Economic data corroborate this forecast. Because plastics packaging is such a large and diverse sector, it is necessary to analyze more than one data series in order to get a sense of the trend in overall market demand. A couple of readily available data series have historically demonstrated a close correlation with packaging demand.

One of these is the growth in total U.S. retail sales, minus autos. So far in 2010, the gain in total retail sales has been about 6%. Receipts for food, beverage, and health and beauty products have grown at a solid pace, but one of the fastest growing segments this year has been electronic shopping and mail-order houses. So for a growing number of retail products, packaging needs are increasingly driven by shipping issues such as weight and protection from damage during handling, and are less focused on “shelf appeal.”

Another data series that demonstrates the direction of the tide in consumer demand for packaged products is the quarterly series that measures total profits in the food and kindred products industries. Total real consumer spending on food and beverage products is not very volatile, and it has expanded an average rate of 1% to 2% annually over the past 10 years. But since the middle of the last decade, the rate of growth in profits for this industry has been better than 6% a year on average.
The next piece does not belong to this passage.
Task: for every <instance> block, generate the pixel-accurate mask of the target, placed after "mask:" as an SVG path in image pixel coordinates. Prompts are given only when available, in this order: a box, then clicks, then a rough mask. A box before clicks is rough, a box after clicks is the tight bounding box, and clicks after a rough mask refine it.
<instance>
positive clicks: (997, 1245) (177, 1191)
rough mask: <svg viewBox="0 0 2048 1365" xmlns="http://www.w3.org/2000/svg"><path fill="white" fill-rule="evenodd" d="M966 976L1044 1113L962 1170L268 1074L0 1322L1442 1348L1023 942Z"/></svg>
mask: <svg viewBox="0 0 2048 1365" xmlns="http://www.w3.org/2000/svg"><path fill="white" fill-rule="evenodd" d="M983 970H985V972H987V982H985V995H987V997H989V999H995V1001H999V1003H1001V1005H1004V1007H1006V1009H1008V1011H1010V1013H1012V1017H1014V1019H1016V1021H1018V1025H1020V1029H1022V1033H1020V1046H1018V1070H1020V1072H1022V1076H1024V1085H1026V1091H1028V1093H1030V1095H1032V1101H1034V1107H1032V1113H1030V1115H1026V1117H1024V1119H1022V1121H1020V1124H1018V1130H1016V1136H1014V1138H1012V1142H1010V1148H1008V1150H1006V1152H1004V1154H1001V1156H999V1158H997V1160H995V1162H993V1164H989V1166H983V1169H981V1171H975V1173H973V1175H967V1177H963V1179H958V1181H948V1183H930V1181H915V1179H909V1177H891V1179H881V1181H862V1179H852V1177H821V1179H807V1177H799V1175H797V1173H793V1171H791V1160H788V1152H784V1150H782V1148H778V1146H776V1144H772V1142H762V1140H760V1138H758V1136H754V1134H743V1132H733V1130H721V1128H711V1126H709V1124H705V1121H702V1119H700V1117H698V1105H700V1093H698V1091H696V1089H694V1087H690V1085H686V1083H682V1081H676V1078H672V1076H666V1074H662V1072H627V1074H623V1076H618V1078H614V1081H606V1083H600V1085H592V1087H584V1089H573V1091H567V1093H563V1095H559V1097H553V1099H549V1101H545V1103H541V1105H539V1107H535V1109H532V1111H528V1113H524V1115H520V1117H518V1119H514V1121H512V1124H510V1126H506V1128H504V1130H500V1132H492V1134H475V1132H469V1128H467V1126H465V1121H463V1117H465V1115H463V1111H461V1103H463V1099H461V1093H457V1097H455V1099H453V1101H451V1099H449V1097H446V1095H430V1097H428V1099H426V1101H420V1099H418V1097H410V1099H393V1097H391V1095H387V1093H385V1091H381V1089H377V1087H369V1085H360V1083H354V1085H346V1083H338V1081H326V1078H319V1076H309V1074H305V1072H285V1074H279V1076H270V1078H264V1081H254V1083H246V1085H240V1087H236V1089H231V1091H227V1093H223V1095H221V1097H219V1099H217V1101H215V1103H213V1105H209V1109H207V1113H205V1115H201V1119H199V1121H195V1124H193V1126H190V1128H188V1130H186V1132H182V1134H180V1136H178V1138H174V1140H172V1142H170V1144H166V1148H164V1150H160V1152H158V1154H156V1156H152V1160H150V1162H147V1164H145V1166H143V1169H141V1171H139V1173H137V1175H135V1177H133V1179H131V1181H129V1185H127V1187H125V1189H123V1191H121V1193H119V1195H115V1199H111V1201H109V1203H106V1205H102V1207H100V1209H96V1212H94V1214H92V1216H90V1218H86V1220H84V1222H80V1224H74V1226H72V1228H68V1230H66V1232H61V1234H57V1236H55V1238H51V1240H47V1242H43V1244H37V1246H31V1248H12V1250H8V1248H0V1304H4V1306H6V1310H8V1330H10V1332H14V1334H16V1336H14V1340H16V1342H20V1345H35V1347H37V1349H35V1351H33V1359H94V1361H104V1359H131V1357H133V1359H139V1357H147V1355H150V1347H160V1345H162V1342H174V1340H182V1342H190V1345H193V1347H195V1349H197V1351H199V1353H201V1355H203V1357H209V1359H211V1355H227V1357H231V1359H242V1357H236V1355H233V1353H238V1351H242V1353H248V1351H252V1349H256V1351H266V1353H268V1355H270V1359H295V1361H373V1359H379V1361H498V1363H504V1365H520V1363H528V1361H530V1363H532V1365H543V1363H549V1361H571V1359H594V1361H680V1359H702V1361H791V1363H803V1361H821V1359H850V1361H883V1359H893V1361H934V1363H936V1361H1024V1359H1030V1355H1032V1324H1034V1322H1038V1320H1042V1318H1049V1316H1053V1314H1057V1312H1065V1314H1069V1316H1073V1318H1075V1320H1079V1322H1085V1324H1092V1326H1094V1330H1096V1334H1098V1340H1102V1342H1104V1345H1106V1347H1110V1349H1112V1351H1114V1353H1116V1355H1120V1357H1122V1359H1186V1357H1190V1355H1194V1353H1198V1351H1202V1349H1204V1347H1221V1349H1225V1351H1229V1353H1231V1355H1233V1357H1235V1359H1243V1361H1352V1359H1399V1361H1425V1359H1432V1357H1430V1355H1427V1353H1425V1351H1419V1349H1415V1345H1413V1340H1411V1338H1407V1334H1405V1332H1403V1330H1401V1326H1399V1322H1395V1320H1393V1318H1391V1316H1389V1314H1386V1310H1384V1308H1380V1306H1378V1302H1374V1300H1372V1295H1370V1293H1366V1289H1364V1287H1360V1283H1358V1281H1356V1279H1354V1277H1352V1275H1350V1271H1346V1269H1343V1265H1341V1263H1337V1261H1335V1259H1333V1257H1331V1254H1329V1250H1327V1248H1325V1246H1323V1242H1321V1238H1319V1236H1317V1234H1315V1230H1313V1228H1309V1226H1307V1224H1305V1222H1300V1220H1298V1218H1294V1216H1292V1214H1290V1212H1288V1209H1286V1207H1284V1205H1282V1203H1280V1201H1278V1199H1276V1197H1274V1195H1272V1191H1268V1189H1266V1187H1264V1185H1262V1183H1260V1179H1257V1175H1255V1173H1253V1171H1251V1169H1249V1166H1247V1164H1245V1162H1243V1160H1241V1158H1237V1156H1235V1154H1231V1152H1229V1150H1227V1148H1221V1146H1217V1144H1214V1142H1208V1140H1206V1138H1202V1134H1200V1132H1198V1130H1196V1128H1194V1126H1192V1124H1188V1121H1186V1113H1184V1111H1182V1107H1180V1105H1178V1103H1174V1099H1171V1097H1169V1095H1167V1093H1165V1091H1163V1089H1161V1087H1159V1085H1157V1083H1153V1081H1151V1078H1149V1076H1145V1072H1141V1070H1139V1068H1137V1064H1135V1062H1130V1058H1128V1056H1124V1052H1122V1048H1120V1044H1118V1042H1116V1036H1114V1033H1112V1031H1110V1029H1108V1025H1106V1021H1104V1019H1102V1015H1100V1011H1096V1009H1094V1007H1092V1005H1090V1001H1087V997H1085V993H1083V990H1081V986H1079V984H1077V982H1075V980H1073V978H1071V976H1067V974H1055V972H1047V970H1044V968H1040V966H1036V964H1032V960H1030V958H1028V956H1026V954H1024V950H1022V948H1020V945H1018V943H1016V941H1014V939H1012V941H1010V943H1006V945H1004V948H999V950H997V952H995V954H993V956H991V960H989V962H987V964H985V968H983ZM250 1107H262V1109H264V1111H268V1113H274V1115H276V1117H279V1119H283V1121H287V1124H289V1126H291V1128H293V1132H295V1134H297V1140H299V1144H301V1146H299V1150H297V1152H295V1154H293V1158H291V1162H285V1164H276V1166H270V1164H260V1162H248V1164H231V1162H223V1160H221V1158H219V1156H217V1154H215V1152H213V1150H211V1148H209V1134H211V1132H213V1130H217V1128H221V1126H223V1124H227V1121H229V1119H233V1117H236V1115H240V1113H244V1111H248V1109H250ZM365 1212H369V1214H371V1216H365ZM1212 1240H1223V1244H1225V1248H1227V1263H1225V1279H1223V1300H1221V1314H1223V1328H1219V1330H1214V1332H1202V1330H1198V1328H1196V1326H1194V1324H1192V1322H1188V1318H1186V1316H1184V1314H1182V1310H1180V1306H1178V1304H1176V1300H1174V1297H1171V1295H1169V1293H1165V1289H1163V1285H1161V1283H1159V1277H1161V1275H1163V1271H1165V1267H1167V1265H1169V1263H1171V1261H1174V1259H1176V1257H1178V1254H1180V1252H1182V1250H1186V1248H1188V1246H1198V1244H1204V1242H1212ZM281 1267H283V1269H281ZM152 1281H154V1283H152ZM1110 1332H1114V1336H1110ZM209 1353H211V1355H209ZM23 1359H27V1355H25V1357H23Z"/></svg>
It is particularly impressive how quickly profit levels in the food industry have recovered after the recent recession and despite rising energy costs. One of the primary reasons for this robust profit growth has been advances in food packaging technology during this time. Profit levels ultimately drive research, innovation, marketing, and investment in products, and plastics packaging products have been an important part of some of the biggest developments in the food industry in recent years. Business owners and managers are taught to follow the money, and there should be little wonder why recent survey respondents have been optimistic about the future of market demand for plastics packaging.

 

WHAT IT MEANS TO YOU

  • Sustainability and being “green” are still driving concepts in the marketing and packaging strategies for most consumer non-durable products.
  • Rising prices of feedstocks and finished materials have made the idea of recycling economical once again. Plastics packaging products are on the front line of the burgeoning recycling debate.
  • Be assured that the time is rapidly approaching when it will no longer be economically viable to use petrochemical feedstocks for packaging applications.